Hoje há a realçar o modo como o mar sendo apenas e mais uma vez mar, foi um mar novo. a minha mãe de braço dado comigo na modorra da chuva fininha, também deu por isso. ela estava a lembrar-se há muito tempo, desde que estacionámos o carro na ladeira defronte que se vinha lembrando, mãe, o mar. ela, no entanto também achou coisas sobre o mar e disse-me: "Olha, bonito". Os homens e as mulheres , olham com ar nostálgico este acontecimento, entretanto, eu e a minha mãe falámos da morte, da que é real e não há que temer se for rápida, como o coração, magnífico órgão esse, até na morte nos consola! a minha mãe também acha mas falar sobre isso, agora...não ficámos o tempo suficiente para que alguma coisa acontecesse ao mar e viemos embora, eu com a bota suja e também o amor sujo pois comigo levo as frases e os sentimentos do amor, apesar de não querer. resisto a tudo como uma estuporada. o final do dia saldou-se por olhares trocados, ainda me surpreendo, à força de estar aqui trancada perdi o sentido das proporções, um simples olhar atira-me de jacto para a boa disposição, um toque põe-me a tremer da perna...um estado como outro qualquer,

como sempre, vamos tentar edificar, depois em casa mudo os livros , da mesa para o chão e do chão para a cabeceira e depois para a cama, carrego-os com as suas páginas brancas mas não leio, detesto-me por não o fazer, sou tomada de óbvias tonturas de criança e sonho, não resta muito mais, deambulo, perco-me, e aqui, na casa de pedra onde o aquecedor faz deslizar o contador da luz a velocidade estonteante, volto a escrever e a sentir a efervescência de o fazer e, caros bloguistas, sei que não me vão ler, os que me leriam não se contam no caminho, ficaram a meio da estrada tapados pelo sol a pique. Quanto a vocês, passam por aqui os olhos cansados, seguem em frente. São muitos, muitos, e o número é um número a seguir a outro, mas sabem: Todos ansiamos na atenção do outro, ou julgamos que sim apesar de ser lúgubre esta consciência dependente. Para não desgostar os que apenas lêem a última linha, aqui vai:
há uma multidão de feras azuis na noite mais longa.
certo

Obviário

Uma das certezas que tinha não era despropositada. A torre erguida pela árvore de Natal, o caminho entre as espigas quebradas da chuva e as suas mãos geladas apertadas no bolso das calças. Estas eram algumas fulgurâncias, não únicas mas recorrentes e rápidas.

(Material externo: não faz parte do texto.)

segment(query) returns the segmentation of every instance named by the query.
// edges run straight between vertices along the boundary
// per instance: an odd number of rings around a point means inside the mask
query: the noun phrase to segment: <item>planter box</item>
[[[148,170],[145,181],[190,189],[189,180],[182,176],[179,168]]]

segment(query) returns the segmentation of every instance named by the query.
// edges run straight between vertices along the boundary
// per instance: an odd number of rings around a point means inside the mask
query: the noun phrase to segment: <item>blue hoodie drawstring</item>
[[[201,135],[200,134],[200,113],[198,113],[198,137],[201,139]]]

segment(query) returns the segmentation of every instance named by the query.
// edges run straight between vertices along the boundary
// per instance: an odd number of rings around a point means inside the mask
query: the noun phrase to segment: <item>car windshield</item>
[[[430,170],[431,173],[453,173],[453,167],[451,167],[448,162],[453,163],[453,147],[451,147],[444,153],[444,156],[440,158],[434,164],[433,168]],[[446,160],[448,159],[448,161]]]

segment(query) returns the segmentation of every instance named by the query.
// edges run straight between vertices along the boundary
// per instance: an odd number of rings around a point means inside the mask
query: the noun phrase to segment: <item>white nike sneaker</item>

Outra das naturezas do seu obviário melancólico era seduzido por proximidades, o calor de um braço, um encosto em desequilíbrio, um riso bem no centro da boca, ou seria num outro centro, sim, talvez. Aquele rabo-de-cavalo...a moral de Kant, os brinquedos apinhados em caixas até ao tecto no supermercado. a recusa em falar de ti. Jamais. um começo, onde nem sei, talvez na forma, a forma como o aluno discutiu comigo o argumento. vamos lá, nada está perdido, ainda é tudo possível...era assim, as imagens fugídias e dolorosas e o tecto do mundo a chamar com a sua vozinha de carruagem ou abóbora, vide, este óbviário, vende-se um pedaço de trapo, umas migalhas de pão, uma promessa de beijo, e é tudo, para nos aquecermos basta, pois como dizia o tal de Pessoa, não somos "padres", nem romancistas russos aplicados e prometemos estar atentos se de humana voz ainda ouvirmos falar sem sombra de submissão.